Андрей Грешнов
Афганистан: заложники времени
Минуло уже больше четверти века с того дня, когда гусеницы боевых машин десанта легендарной 40-й армии впервые загрохотали по улицам Кабула и Афганистан погрузился во мрак и хаос войны. Войны, которая стоила ему более миллиона человеческих жизней, которая принесла горе невосполнимой потери десяткам тысяч советских матерей. Эта война длилась официально 3238, а неофициально – более 4000 дней.
Время рассудит, какой она была – освободительной или захватнической. Ясно лишь одно – вчерашние школьники, взявшие автоматы в руки, выиграли ее, несмотря на то, что весь мир предрекал им поражение. Группировки моджахедов так и не смогли объединиться в борьбе за власть. Афганские вооруженные силы сумели закрепить успех военной победы, и демократический режим существовал в Афганистане еще несколько лет, прежде чем с карты мира исчез разрушенный изнутри предателями Отечества его главный союзник – Советский Союз.
К исходу 80-х годов минувшего столетия население Афганистана уже вполне позитивно оценивало достижения социального прогресса. За все годы войны афганская валюта оставалась одной из самых стабильных в мире. В последние годы вооруженного конфликта на территории страны успешно работало более 300 национальных, смешанных и иностранных предприятий, в том числе структурообразующие, созданные при финансовой и экономической помощи СССР.
Прошло всего 26 лет с начала той войны, многие ее участники еще живы, но история уже переписывается в угоду сиюминутным интересам разного рода «реформаторов». Афганская война занимает в школьных учебниках истории всего несколько строк, цинично повествующих о том, сколько СССР израсходовал средств на ведение боевых действий.
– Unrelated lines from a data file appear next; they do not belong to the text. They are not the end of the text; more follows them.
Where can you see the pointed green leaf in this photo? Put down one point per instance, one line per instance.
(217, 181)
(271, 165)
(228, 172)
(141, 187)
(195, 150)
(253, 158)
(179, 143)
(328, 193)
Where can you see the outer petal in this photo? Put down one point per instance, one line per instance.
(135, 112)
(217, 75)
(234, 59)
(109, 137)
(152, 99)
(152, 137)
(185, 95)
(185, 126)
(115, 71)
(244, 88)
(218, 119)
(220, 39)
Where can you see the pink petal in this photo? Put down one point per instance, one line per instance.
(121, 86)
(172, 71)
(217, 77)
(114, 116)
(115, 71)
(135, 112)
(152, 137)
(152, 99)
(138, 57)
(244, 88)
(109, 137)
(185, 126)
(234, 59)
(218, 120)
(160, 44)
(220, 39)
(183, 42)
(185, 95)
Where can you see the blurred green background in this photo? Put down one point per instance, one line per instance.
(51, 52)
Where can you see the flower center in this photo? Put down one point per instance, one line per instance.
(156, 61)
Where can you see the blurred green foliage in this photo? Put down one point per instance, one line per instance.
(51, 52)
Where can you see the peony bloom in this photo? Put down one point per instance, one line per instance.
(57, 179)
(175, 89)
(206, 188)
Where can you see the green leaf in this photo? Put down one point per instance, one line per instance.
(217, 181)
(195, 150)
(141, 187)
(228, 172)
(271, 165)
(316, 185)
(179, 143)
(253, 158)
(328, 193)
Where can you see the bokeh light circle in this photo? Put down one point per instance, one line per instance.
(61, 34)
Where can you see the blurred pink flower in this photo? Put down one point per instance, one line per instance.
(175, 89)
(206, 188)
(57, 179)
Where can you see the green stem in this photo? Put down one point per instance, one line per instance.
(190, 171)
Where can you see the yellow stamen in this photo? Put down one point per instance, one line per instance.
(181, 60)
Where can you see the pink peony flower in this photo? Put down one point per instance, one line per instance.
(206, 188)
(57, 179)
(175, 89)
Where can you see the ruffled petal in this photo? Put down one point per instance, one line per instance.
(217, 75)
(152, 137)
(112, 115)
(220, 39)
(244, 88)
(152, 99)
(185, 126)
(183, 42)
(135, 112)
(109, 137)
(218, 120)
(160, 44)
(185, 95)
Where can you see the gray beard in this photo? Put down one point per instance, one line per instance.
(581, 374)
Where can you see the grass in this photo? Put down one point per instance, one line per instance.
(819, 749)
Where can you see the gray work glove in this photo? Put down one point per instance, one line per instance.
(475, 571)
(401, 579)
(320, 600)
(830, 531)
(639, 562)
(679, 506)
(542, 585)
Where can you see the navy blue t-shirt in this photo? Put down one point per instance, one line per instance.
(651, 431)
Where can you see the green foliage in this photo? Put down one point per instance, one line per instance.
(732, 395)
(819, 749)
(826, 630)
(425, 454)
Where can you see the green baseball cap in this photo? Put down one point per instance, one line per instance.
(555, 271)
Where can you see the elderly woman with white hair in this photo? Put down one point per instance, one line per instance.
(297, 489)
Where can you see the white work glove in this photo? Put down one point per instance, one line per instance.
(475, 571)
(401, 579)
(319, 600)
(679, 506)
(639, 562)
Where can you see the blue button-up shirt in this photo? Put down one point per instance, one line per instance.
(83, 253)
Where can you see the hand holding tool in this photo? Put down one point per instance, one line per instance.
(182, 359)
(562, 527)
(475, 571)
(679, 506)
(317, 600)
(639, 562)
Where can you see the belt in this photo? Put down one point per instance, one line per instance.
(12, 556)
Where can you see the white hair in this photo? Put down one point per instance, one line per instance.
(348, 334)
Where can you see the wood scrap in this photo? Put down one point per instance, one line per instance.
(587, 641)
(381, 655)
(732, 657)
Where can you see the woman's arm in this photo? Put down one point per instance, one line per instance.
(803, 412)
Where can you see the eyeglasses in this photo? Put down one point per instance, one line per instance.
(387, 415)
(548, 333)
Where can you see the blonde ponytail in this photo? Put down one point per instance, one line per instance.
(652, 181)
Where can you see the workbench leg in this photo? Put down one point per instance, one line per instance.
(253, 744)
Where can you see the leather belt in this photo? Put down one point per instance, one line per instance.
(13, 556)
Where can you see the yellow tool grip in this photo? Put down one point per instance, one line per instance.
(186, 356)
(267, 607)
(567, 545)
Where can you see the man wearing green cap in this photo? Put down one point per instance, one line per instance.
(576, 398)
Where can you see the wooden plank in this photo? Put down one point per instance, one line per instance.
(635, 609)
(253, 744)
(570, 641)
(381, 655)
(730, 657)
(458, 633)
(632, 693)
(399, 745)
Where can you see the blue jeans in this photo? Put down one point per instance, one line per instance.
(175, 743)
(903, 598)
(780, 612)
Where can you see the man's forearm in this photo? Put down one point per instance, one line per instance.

Так стирается людская память, стирается очень быстро. Кажется, еще совсем недавно мы были вместе, а сегодня с яростью зверей убиваем вчерашних друзей, тех, с кем плечом к плечу лежали в афганской пыли и делились последним глотком воды. Очень правильно и больно сказал об этом поэт Александр Розенбаум: «Пламя приднестровской войны родилось на афганском костре, и афганские видят сны оба берега на Днестре. Кулебяка в пятнадцать слоев, и в каждом есть тот, кто был за Рекой, что ж вы делаете, горе мое, что ж не смоете кровь с белоснежных клыков…» Чеченцы, дагестанцы, молдаване, грузины… кто следующий на очереди? Не русские ли?
Эта книга – лишь маленький фрагмент грандиозного полотна, название которому – Афганская война. Он нарисован простым советским человеком, который видел ее изнутри в течение восьми лет.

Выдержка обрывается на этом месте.